Integrating Custom Logic with the Cortex-M0
A major benefit of implementing the Cortex-M0 in an FPGA is the ability to integrate custom logic for hardware acceleration. Some examples include:
- Custom peripherals – Application-specific peripherals and I/O devices can be designed to interface with the Cortex-M0 AHB or AXI bus.
- Hardware accelerators – Compute-intensive functions can be migrated to custom hardware blocks in the FPGA for higher performance and power efficiency.
- Video and image processing – Image sensors and video pipelines can be implemented directly in the FPGA logic.
- Floating point units – Floating point accelerators can offload intensive math from the Cortex-M0.

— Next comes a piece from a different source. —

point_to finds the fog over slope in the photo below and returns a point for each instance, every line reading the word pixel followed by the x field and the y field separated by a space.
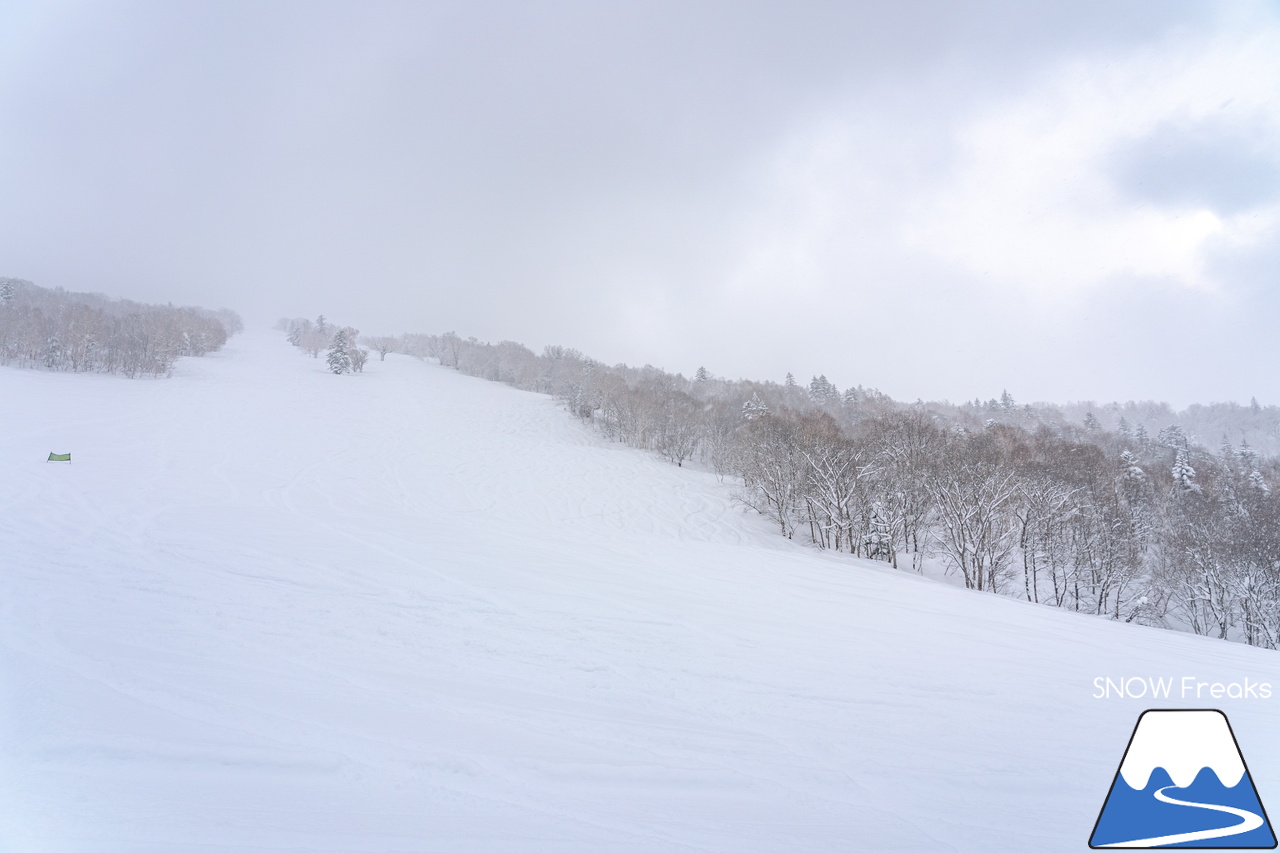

With a single integrated FPGA design, the flexibility of software running on the Cortex-M0 is combined with the efficiency of custom hardware accelerators tuned for the application.
Conclusion
The Cortex-M0 DesignStart core enables leveraging the low cost and flexibility of FPGAs for embedded applications. Optimal results can be achieved by selecting the right low-cost FPGA family and optimizing the core configuration. Integrating custom logic in the FPGA with the processor opens up many possibilities to tune the hardware architecture for demanding embedded workloads.